Roman Jerry Woodall, 44, a student in secondary education, died December 8.
Son of Betty Zane Nix Woodall and the late Clyde E. Woodall, an agricultural experiment station retiree, Woodall graduated in 1988 with a degree in history. He had returned to Clemson to pursue an additional teaching certification. He was also employed by GNC.
A memorial service will be held at 2 p.m. on Friday, Dec. 11 at First Baptist Church of Pendleton, where he was a member.
There will be a reception for family and friends following the service in the Fellowship Hall of the church.
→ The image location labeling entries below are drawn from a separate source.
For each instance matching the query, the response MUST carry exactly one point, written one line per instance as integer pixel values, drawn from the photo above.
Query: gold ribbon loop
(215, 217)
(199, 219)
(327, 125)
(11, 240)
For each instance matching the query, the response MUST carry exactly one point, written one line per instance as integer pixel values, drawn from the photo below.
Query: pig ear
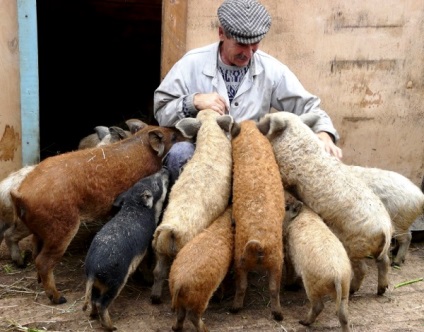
(188, 127)
(147, 198)
(156, 141)
(117, 133)
(264, 125)
(135, 125)
(101, 131)
(119, 200)
(225, 122)
(235, 130)
(310, 119)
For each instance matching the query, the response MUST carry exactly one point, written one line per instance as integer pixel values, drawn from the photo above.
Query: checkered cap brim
(247, 21)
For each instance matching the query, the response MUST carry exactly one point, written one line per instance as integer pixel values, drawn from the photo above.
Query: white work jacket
(267, 84)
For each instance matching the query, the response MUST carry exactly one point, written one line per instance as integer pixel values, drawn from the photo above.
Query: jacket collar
(211, 66)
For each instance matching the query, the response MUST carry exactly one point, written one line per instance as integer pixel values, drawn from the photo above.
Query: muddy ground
(24, 306)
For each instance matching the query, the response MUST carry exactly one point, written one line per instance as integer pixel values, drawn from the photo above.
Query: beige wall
(10, 120)
(364, 59)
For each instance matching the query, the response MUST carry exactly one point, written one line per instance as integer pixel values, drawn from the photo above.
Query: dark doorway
(99, 63)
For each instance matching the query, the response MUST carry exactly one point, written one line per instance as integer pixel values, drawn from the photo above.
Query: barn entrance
(99, 63)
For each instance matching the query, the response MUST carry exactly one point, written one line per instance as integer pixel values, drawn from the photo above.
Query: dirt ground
(25, 307)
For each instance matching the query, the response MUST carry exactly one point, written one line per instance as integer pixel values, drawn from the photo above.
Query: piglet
(120, 245)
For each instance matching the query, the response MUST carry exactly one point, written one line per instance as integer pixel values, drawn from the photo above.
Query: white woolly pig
(12, 228)
(402, 198)
(200, 194)
(348, 206)
(320, 259)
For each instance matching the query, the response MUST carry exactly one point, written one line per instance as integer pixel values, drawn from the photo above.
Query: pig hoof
(155, 299)
(304, 322)
(381, 290)
(234, 310)
(61, 300)
(277, 315)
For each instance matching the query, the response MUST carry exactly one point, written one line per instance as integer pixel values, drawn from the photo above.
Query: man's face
(234, 53)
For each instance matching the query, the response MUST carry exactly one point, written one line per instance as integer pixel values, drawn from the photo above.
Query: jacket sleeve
(172, 101)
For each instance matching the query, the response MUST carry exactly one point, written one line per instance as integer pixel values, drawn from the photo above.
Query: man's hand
(211, 101)
(329, 146)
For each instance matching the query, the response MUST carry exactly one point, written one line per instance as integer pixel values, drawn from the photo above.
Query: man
(234, 77)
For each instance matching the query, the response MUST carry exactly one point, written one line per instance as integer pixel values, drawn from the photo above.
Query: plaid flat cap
(247, 21)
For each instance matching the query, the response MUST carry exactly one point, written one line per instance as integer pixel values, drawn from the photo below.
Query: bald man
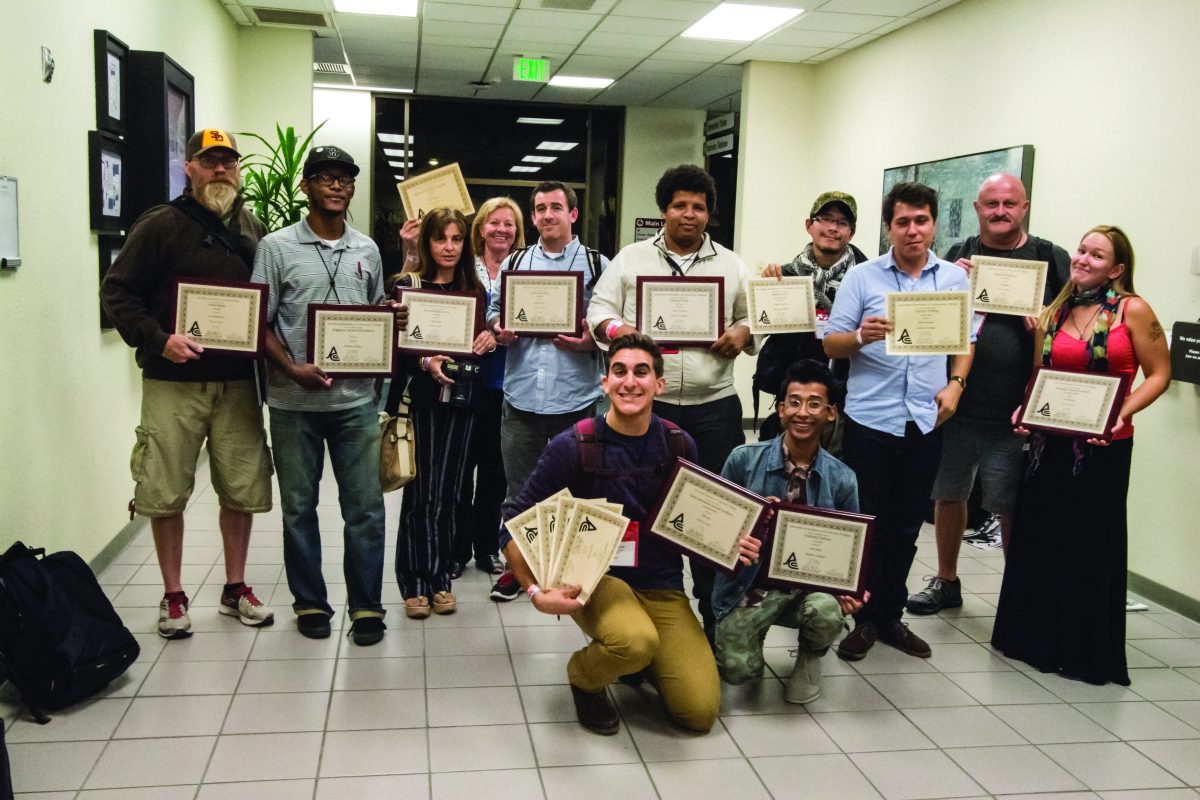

In addition to his mother, Woodall is survived by a brother, Randall E. Woodall and wife Pamela of Kings Mountain, N.C.; nephew Justin Woodall of Central; and niece Beth Ann Moses of Kings Mountain, N.C.
Memorials may be made to First Baptist Church of Pendleton, 351 S. Broad St., Pendleton, SC or to the charity of one's choice.
Condolences may be sent to the family at:
104 Wren Street
Clemson, SC 29631
Condolences may also be expressed at Duckett-Robinson Funeral Home, Central-Clemson Commons or online at:

Woodall was a member of the CU After 6 Singers, and a brother of Mu Beta Psi music honor fraternity.